If everything went well up until this point, we can get the Container Registry instance by calling the Get() method of the client;

resource, err := managedServicesClient.Get(context.Background(), resGroupName, resourceName)
if err != nil {
  return nil, err
}

return &resource, nil

As a go rule, if the function starts with lower-case character, it means the function is private and cannot be accessible from outside of the package, but if the function starts with upper-case character, it means the function is public and can be accessible from outside of the package.

This is the main difference between the following function signatures;

func GetACRClient(t *testing.T, resourceName string, resGroupName string, subscriptionID string) *containerregistry.Registry {
}

func getACRClientE(resourceName string, resGroupName string, subscriptionID string) (*containerregistry.Registry, error) {
}

Also, if function returns both the structure and an error, function name usually ends with capital E character, to make it easier to see the function may return an Error object;

func getACRClientE(resourceName string, resGroupName string, subscriptionID string) (*containerregistry.Registry, error) {
}

After having the private function, we can call it from the public function;

func GetACRClient(t *testing.T, resourceName string, resGroupName string, subscriptionID string) *containerregistry.Registry {
  resource, err := getACRClientE(resourceName, resGroupName, subscriptionID)

  require.NoError(t, err)

  return resource
}

Running the CI workflow to test the module

If you have access to an Azure Subscription (get a free Azure Subscription from: Create your Azure free account today) you can run the CI workflow on it. If you don't have access to an Azure Subscription, you can run the CI workflow on aztfmod/terratest repo.

aztfmod/terratest repo screenshot

Running CI workflow on your own Azure Subscription

Official Terratest repo and aztfmod/terratest fork has a GitHub Action in .github/workflows/ci.yml file.
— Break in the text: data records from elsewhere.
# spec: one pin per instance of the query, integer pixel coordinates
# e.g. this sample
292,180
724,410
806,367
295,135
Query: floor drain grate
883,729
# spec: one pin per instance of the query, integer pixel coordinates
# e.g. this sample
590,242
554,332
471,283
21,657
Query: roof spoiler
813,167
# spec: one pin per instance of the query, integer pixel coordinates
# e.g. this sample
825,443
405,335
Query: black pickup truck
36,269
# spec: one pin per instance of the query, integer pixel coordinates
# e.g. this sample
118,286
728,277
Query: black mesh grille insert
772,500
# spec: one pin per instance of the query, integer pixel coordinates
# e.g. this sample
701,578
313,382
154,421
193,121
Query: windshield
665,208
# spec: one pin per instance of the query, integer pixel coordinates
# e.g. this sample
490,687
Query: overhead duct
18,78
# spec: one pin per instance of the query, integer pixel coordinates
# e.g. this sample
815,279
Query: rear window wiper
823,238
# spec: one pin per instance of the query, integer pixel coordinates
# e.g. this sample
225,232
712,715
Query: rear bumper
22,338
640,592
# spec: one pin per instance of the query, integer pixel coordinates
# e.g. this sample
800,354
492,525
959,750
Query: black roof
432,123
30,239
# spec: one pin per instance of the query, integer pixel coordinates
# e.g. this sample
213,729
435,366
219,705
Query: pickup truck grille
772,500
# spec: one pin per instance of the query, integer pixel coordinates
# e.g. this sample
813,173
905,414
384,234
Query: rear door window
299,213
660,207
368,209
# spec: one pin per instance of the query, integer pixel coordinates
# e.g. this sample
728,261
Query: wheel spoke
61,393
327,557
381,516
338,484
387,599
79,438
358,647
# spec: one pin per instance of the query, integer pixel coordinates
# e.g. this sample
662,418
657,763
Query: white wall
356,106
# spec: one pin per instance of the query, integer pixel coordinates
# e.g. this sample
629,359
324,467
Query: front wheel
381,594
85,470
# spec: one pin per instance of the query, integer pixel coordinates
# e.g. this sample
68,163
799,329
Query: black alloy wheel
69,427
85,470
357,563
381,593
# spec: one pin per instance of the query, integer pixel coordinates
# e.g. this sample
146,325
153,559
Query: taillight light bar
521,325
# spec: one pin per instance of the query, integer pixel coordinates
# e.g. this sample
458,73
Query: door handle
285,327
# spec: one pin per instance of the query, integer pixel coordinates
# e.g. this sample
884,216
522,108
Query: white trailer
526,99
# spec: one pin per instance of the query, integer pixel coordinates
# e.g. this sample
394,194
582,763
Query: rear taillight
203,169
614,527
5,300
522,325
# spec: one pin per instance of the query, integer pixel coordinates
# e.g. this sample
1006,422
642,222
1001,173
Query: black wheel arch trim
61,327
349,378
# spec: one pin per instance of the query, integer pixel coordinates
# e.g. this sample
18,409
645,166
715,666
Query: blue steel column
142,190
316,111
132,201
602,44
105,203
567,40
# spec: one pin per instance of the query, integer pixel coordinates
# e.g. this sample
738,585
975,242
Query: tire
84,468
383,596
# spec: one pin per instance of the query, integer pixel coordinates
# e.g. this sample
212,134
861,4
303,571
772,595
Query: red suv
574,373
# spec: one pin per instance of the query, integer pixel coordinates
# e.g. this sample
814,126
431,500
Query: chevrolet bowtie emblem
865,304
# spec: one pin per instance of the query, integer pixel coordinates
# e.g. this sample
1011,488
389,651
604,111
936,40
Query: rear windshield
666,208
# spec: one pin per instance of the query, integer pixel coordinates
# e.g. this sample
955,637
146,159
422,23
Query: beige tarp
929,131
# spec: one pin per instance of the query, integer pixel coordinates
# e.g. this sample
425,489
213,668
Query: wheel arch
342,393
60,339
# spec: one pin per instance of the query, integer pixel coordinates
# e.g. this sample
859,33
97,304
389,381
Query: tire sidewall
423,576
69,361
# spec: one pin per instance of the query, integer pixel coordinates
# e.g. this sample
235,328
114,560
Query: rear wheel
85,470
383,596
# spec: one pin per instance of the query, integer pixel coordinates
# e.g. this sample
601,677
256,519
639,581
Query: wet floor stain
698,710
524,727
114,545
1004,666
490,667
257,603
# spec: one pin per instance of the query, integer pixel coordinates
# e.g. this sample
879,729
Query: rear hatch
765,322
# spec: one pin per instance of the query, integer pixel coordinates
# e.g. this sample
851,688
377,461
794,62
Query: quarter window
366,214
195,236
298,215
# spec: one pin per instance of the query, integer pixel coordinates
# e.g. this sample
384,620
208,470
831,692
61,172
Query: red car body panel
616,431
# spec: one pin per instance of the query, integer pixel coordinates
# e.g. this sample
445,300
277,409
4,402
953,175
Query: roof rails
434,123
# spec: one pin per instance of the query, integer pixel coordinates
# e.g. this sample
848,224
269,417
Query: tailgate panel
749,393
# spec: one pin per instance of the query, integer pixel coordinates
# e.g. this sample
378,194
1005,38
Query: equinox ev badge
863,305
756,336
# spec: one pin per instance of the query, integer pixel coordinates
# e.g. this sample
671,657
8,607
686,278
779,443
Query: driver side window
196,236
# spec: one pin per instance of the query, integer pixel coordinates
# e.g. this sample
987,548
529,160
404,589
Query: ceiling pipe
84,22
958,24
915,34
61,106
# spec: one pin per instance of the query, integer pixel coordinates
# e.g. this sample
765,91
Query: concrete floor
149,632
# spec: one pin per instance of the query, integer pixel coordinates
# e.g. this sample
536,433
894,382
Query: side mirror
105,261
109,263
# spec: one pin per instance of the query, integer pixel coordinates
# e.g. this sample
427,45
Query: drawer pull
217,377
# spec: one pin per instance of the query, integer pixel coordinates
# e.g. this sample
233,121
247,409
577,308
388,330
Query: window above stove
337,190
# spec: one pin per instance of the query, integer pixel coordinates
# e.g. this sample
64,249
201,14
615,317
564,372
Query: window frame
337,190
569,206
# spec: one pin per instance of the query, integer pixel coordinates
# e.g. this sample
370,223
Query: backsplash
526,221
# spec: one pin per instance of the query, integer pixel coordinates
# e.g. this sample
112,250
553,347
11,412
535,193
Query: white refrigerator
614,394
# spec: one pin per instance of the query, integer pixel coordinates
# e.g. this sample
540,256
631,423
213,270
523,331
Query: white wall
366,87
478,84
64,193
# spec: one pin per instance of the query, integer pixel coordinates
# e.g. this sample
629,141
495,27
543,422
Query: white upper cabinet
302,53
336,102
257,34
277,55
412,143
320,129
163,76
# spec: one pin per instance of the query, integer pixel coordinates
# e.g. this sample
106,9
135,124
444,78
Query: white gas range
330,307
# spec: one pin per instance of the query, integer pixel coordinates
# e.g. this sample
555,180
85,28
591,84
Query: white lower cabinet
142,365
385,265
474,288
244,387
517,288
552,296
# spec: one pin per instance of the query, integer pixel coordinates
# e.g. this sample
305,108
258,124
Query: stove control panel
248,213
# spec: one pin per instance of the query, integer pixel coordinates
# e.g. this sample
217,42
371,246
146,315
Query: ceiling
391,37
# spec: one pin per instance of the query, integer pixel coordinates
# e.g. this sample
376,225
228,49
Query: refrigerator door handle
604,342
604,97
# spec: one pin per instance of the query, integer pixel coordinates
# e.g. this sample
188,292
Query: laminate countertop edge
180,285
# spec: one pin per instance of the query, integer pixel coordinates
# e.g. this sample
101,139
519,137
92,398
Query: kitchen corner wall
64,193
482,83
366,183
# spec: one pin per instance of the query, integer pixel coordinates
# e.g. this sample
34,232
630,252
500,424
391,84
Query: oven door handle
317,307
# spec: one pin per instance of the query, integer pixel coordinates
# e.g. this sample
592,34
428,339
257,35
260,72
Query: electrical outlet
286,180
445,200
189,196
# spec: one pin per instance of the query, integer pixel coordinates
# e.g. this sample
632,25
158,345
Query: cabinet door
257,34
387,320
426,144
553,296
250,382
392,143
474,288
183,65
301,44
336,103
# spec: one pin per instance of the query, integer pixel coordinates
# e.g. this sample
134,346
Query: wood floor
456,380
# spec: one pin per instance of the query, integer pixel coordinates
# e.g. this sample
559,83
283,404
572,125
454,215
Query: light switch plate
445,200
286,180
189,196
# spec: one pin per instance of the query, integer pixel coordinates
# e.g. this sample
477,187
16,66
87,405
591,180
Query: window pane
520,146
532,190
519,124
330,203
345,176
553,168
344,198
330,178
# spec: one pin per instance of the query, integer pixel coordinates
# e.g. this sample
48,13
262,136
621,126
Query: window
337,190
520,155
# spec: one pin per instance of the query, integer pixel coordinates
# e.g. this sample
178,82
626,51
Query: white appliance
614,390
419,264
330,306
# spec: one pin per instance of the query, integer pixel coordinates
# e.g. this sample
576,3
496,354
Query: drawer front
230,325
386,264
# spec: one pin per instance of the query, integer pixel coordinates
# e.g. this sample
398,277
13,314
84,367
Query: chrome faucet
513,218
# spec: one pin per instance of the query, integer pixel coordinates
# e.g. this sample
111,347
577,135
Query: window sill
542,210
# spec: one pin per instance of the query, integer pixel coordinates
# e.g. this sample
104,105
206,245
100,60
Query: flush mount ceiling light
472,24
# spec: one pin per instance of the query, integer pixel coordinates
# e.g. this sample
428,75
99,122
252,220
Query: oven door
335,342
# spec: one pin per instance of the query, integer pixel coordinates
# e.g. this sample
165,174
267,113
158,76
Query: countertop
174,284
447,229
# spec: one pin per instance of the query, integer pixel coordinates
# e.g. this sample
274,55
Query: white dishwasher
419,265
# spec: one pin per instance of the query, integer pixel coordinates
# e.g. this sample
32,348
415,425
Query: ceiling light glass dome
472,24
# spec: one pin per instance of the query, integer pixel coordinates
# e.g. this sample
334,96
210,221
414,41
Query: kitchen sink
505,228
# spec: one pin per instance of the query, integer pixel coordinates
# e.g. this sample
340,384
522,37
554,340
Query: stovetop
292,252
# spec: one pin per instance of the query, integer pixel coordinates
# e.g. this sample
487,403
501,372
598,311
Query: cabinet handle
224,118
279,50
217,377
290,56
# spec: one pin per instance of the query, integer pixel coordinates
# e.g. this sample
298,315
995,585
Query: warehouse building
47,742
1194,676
If you fork one of those repos, .github/workflows/ci.yml file will be exist in your repo too.

CI workflow needs the following Secrets set up in the repo Settings;

  • AZURE_CREDENTIALS

To have permission to the Azure Subscription, to be able to provision "terraform script under test", you need to create a Service Principal by executing the following script in your Terminal;

You can generate the credential by executing following script;

az ad sp create-for-rbac --sdk-auth --name terratest_workflow

Output of this command is in json format, copy and paste it in a Secret, named, AZURE_CREDENTIALS

  • PAT

When the CI workflow finishes, it creates a comment in the PR, it's working against.

CI workflow uses PAT to create the comment.

To create the PAT, go to Personal Access Tokens page under Developer Settings menu.

Copy the generated PAT, and paste it in a Secret, named, PAT

Your for is ready to run the tests now, you can use the same guideline in the next section.

Running CI workflow on aztfmod/terratest repo

Since the CI workflow has workflow_dispatch trigger, you can go to GitHub Actions page and manually run the workflow.

Actors of the workflow

  • Source repo: official terratest repo (gruntwork-io/terratest)
  • Forked repo: (e.g., aztfmod/terratest, polatengin/terratest)
  • PR: created from forked repo, against source repo (gruntwork-io/terratest/pull/{PR NUMBER})

Flow of the workflow

  • Developer fork the source repo
  • Developer creates a branch in the forked repo
  • Developer does the development 😎
  • Developer creates a PR
  • Developer triggers the CI workflow manually with the following values;
    • Repo: name of the forked repo (e.g. xyz/terratest)
    • Branch: branch name on the forked repo (e.g. feature/adding-some-important-module)
    • Target repository: home of the target_pr, which is the source repo (gruntwork-io/terratest)
    • Target PR: pr number on the source repo (e.g. 14, 25, etc.)